On app load, mount the listener, and export the result to context to be used through the app

const [user, setUser] = useState();

firebase.firestore().collection(`users/${user.uid}`).onSnapshot(qs => setUser(oldState => {
    const newState = {};
    qs.docChanges().forEach(change => {
      if (change.type === "added" || change.type === "modified") {
        newState[change.doc.id] = {
          docid: change.doc.id,
          ...change.doc.data(),
        };
      } else if (change.type === "removed") {
        delete oldState[change.doc.id];
      }
    });

    return {
      ...oldState,
      ...newState,
    };
  }))

Sample component and function to toggle notifications: (switch is jittery)
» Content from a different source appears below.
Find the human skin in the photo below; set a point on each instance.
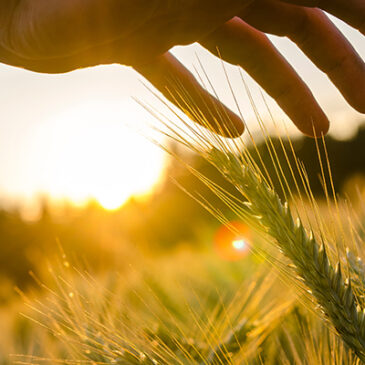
(53, 36)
const toggleNotifications = (user, value) => {
  firebase.firestore().doc(`users/${user.uid}`).update({
    wantNotifications: value,
  });
};

const TestComponent = () => {
  //gets from context, set in listener mounted on app load
  const { user } = useUserContext();
  return (
    <Switch
      value={user.wantNotifications}
      onValueChange={value => toggleNotifications(user, value)}
    />
  );
};

解决方案

I updated the answer with specific learnings, but after a lot of testing, my biggest general learnings so far are

  • Latency compensation can be very inconsistent even with the same data and environment. Listeners can take time to "warm up", as is mentioned in other questions. It is hard to have a standard metric here.
  • Document size DOES impact latency compensation. Everything else so far is inconclusive.